Deliveroo has slashed its growth target for 2022 as it warned cost of living pressures would hit customer spending.
The company cut back full-year growth from 15-25% to 4-12%, as the value of customer orders fell year-on-year.
Total transactions for the first half of 2022 hit £3.56 billion, up 7% on the previous year. Growth in the second quarter dropped to 2%, while international second-quarter growth was just 1%.
The company said the growth slowdown “reflects the impact of increased consumer headwinds,” adding spending per order was lower than the same period in 2021 during lockdowns.

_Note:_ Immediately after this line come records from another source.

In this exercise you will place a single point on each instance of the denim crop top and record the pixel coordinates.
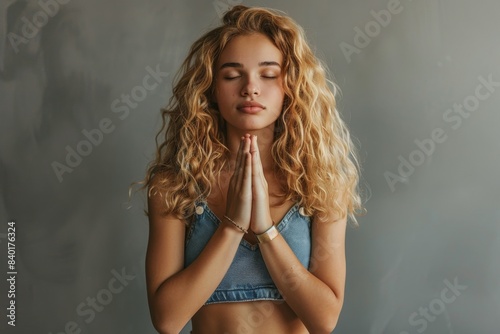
(247, 278)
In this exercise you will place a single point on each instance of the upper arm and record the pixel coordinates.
(165, 251)
(328, 254)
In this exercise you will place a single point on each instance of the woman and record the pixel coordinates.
(253, 181)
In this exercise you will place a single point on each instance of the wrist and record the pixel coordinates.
(268, 235)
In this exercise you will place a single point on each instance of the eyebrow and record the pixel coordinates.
(262, 63)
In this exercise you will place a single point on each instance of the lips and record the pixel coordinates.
(250, 107)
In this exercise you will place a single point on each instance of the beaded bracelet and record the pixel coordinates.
(236, 225)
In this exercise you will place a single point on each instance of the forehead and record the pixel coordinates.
(250, 50)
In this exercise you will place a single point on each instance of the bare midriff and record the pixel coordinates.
(263, 316)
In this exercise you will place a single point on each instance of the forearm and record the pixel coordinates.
(179, 297)
(311, 299)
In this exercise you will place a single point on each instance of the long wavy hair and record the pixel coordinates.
(312, 148)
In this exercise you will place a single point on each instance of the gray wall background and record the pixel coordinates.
(436, 226)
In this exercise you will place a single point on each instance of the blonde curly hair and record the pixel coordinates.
(312, 148)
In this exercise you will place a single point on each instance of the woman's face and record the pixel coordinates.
(249, 83)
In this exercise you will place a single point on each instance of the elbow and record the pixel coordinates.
(166, 324)
(324, 327)
(328, 320)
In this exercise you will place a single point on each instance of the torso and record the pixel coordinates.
(248, 317)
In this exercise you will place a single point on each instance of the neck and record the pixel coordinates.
(265, 140)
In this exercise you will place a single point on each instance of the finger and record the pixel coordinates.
(247, 174)
(241, 166)
(256, 162)
(238, 156)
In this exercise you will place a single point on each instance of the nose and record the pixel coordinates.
(250, 88)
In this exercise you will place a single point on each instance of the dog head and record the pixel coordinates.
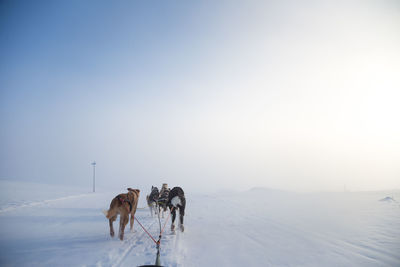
(137, 191)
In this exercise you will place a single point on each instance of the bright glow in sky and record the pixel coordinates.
(207, 94)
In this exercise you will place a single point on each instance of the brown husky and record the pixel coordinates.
(123, 204)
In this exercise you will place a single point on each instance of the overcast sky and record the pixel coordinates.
(298, 95)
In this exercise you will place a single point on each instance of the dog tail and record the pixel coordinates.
(106, 214)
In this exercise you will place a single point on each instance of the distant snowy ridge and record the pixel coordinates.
(388, 199)
(13, 206)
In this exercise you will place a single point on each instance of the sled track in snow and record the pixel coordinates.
(132, 241)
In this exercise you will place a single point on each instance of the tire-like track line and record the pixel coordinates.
(132, 245)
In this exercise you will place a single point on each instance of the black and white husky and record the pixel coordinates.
(163, 199)
(152, 200)
(177, 200)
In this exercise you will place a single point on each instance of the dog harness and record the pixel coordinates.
(125, 201)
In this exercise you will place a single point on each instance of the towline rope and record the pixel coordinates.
(158, 242)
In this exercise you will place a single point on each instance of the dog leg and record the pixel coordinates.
(111, 220)
(181, 214)
(132, 221)
(173, 219)
(122, 223)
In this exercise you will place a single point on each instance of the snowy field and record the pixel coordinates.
(43, 225)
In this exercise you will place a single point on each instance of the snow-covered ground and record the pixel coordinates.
(42, 225)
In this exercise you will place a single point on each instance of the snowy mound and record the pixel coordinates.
(388, 199)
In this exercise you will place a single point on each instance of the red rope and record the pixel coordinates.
(146, 231)
(166, 222)
(159, 240)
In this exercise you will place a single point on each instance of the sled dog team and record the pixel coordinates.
(126, 204)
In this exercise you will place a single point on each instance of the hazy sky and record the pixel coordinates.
(299, 95)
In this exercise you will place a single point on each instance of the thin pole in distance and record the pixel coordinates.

Susannah Streeter, senior analyst at Hargreaves Lansdown, said: “With consumers in the UK showing signs of tightening the purse strings and being increasingly cost conscious, it’s little surprise that Deliveroo has dramatically cut its forecasts for gross transactional value this year.
“Expensive takeaways are likely to be among the first treats to fall by the wayside as households grapple with soaring bills especially as higher costs are feeding through to pricier menus.
“Tighter cost control is now set to be the focus for the company as it deals with the headwinds, with marketing budgets set to be reined in.”
It comes as consumers drop takeaway orders in favour of outdoor activities as brits embrace the summer heat.
Consumer trends data from London-based fintech firm Revolut shows spending on meal deliveries fell 7% last week compared to the same period in June, while spending on amusement parks is up 39% and spending on sports clubs is up 52%.
Last week, Tesco predicted sales of ice creams and lollies would reach a record high, while sales of packs of BBQ meat were set to hit 900,000.
Deliveroo shares fell 2.6% in early trading to 85p. The stock is down almost 60% since the start of the year.